One of Tuesday's biggest winners was auto giant General Motors (NYSE:GM), which saw its shares rise more than 3.7% and also set a new 52-week high. The company announced some very positive news, detailed below, regarding 2017 earnings per share, cost controls, and capital returns. Investors should love what they heard, especially considering a dividend hike should also be coming soon. Here are the key points from the company's announcement:
- Announces 2017 EPS diluted-adjusted outlook of $6.00-6.50.
- Expects to maintain or improve EBIT-adjusted and EBIT-adjusted margin.
- Authorizes additional $5 billion for share repurchases.
- Increases cost efficiency target to $6.5 billion through 2018.
The earnings per share forecast was definitely seen as a surprise, given analysts were expecting a decline to $5.72 from the current 2016 expectation of $6.01. The cost efficiency target was raised by $1 billion, which is a key part of the company's plan to generate $6 billion of automotive-adjusted free cash flow this year. When it comes to buybacks, here's the overall update:
Share buybacks for the program's initial authorization of $5 billion were completed in the third quarter of 2016, one quarter earlier than planned. In the fourth quarter of 2016, the company also completed $1 billion of the next $4 billion authorization declared in January 2016. The company expects to meet its prior commitment to repurchase $9 billion of common stock by the end of 2017.
With a market cap at Tuesday's close of about $56.5 billion, the additional $5 billion represents almost 9% of outstanding shares, not including any potential dilutive securities that offset (like share-based executive compensation). If you look at the company's 10-Q filings, General Motors has already done a nice job in recent years of reducing the number of shares outstanding. The Q3 2016 filing showed about 1.524 billion shares outstanding, down from 1.607 billion roughly two years earlier, a decrease of more than 5.1%.
The one item that wasn't really mentioned in the press release was something a lot of investors care strongly about: the dividend. Since the company restarted its cash payouts to shareholders a few years ago, the dividend has gone from $0.30 a share per quarter to $0.38. The next payout will be declared in a couple of weeks, and I'm guessing most investors are expecting a raise. It would not surprise me to see the company match last year's two cent raise, at least, putting the quarterly payout at $0.40 per share. That's good for a 4.28% annual yield currently, much better than you'll do in US government bonds right now.

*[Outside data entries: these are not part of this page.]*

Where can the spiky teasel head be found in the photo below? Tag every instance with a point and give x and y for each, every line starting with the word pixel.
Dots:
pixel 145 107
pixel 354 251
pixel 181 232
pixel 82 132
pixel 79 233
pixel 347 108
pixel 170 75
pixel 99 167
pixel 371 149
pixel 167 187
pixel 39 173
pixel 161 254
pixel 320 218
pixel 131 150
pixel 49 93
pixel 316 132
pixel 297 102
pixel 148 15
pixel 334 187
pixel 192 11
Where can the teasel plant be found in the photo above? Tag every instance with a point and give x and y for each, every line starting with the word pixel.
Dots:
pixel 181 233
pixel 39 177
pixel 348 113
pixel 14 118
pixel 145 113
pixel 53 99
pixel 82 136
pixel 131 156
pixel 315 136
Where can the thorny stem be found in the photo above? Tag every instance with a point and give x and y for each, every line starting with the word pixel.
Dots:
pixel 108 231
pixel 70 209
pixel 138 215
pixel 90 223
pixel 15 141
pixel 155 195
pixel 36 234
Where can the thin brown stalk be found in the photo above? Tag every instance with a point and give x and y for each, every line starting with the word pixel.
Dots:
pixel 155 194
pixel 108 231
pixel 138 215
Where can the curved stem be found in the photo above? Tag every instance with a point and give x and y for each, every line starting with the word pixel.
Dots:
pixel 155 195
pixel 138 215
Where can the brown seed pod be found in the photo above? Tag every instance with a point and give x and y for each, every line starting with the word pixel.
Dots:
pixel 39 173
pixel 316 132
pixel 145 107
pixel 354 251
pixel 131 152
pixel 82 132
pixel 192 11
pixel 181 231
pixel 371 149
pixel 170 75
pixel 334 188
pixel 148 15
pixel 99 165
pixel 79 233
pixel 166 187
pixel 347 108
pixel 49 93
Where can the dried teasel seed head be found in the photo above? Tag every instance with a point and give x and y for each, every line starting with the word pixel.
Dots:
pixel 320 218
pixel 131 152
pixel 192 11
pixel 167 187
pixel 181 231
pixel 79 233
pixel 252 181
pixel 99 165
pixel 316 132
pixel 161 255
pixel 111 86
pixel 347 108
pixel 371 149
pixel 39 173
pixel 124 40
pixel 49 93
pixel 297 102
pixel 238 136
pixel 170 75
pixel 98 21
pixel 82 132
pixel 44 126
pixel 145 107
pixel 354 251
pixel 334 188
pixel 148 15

Tuesday was a great day for investors in General Motors. The company announced a much better than expected profit forecast for 2017, while also announcing more cost efficiency gains and an additional $5 billion buyback. With buybacks flowing at a solid pace, the reduction in the outstanding share count should fuel another dividend raise in the next couple of weeks. Right now, the auto giant seems to be firing on all cylinders.